The Time of Green Ginger by Armstrong King
This book made a deep impression on me, in a way that I did not expect. I already wrote some of my impressions here and here, but I can't let it go without sharing a few more things from the book and telling you about the ending. (I don't feel too badly about the spoilers, because I have strong doubts about the likelihood of anyone finding and reading this book.)
I never did figure out what the title means, so if they give awards for obscure titles, this books is a strong candidate. I don't even know if "green ginger" is a particular kind of ginger, or if it means "unripe ginger." I don't understand the significance of the "time" of green ginger. I'm guessing that it's either an Australian expression, or a dated expression from the 1930's or 40's, with connotations long since lost.
None of the characters were memorable or finely drawn, but they weren't meant to be. Each character is pretty much "everyman," or rather, "everyjew," "everyarab," or "everybrit." They stand in for their type, so it is not necessary for them to grow or change as characters, only to act in character.
As I mentioned before, every perspective is given even treatment, and so, though the book, we understand how each group feels. Whether we agree with their methods or not, we understand to some extent why they act as they do, and we feel along with them that the difficulties are too complex to unravel. When dialogue takes place between groups, one character usually misunderstands another, or one is deliberately concealing something, or just blatantly lying. "Aggressive negotiations" rule the day. Please forgive the non-pc nature of the following quotes.
Spoken by one of the British:
"I'm told nobody stays straight here.

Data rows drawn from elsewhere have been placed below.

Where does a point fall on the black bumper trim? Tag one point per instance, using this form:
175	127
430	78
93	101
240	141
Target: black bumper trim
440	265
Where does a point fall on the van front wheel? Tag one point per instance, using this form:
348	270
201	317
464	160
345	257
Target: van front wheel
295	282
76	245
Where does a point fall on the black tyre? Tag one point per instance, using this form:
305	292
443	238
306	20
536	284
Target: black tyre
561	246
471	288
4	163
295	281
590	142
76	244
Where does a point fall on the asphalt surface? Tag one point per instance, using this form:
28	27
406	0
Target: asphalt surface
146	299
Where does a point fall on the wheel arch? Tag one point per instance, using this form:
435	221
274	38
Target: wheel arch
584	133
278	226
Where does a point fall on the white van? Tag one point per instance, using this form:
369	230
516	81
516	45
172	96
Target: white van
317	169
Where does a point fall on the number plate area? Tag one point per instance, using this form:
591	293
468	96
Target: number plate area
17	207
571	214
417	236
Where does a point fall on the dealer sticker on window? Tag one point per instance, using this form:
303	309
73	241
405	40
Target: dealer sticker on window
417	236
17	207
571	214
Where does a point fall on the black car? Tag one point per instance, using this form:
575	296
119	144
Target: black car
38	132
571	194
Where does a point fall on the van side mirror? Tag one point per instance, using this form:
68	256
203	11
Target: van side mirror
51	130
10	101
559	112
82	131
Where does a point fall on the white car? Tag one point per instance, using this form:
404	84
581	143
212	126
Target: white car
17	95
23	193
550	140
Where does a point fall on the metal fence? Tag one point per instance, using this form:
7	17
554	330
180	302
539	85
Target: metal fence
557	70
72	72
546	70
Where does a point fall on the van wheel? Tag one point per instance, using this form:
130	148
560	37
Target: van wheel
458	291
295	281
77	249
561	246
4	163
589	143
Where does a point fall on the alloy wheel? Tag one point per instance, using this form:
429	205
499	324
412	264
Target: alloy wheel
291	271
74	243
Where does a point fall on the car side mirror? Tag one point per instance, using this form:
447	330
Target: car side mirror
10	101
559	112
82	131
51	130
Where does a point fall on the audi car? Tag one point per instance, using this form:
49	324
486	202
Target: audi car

Either you build the Arab up into a paragon of virtue, or you see him as a stinking wog. As for the Jew, he's always the devil or the saint. Everybody sees what he wants to see in this country--at least, that's what they tell me."
From a British soldier musing on God's working in Israel and historical precedent:
How was one to reconcile death and mutilation with a Divine Plan? He poured another whiskey. Terrorism was cowardly and easy when you knew the victim would swallow his anger and smash no skulls. What would happen if the hot-heads were allowed to fight terror with terror? It would be easy, so despicably easy, to mine Jewish homes, schools and synagogues; to fight fire with fire. He knew what the Romans would have done--the furor Romanus, like the furor Teutonicus, would have left no stone standing.
The rational of a Jewish terrorist, concerning the bombing of the King David Hotel:
This was to be the big demonstration, this was to direct the eyes of the world upon a Britain which refused, even at this late hour, to open the floodgates of Jewish immigration. This was to the be most spectacular breakthrough in modern publicity; this was to take fire into the lion's den, and bring down approbation and contempt upon a blustering Army.
The thoughts of a potential Arab terrorist upon seeing Britain's forbearance after the bombing:
"Is it possible that great and mighty Britain, who has given our country away, is nothing more than a pregant camel, a rotten pumpkin? All these years we have sat at a graveside, deeming it a fortress!" And they howled derision at all things British, declaring by the very God himself that the British were afraid of the Jews! "For how can it be otherwise?" they asked. "How can it, when the British sit in their army camps and no man's hand is raised in revenge?"
Toward the end of the book, a few minor characters wandered back into the story to remind us that, in addition to the British, the Jews, and the Arabs, there was a helpless minority in Palestine as well--Christians who belongs to neither of the other groups, who viewed Palestine as home, but were neither Arabs nor Jews. They knew they were hated by both larger groups, and would have no protection after Britain withdrew.
One of these characters is an old man, who has spent his life building a stone wall around his property, which sits on a hill. He finishes the wall just before he dies, and is buried near it. The British have been using his property as an outpost, and on the day the British are withdrawing from Palestine, a few British soldiers are saying their farewells to some Arab friends while they wait for transport. Before their own trucks come, Jewish fighters arrive and take them prisoner, hoping to establish themselves on the protected hillside. Thus, Brits, Arabs, and Jews are behind the wall when Arab fighters from below begin launching mortars over the wall. Explosion after explosion kills them all--the enemies die together, and the carefully constructed wall is no protection at all. And that is the end. I'm not saying any of this eloquently, but the message could not have been clearer if it had been written out in black and white.
I wasn't expecting a happy ending, and I already knew that the author did not strongly favor one group over another. He seems to have seen the difficulties, and believed that mutual destruction was the most likely end to the situation. I found the book so timely because of the frank discussion of terrorism, various responses to terrorism, and the results of those responses--all free from the jargon and baggage of our own political climate.
I don't think it would be easy to acquire a copy of this book, but I say without hesitation that it would be worth the time and trouble--not because it is great literature, but because it has a message from the past that directly addresses an important issue for our time as well, and that message is delivered in a manner that carries more weight than any political rhetoric could ever hope to do. And it would make a great movie. Should I draft a screenplay?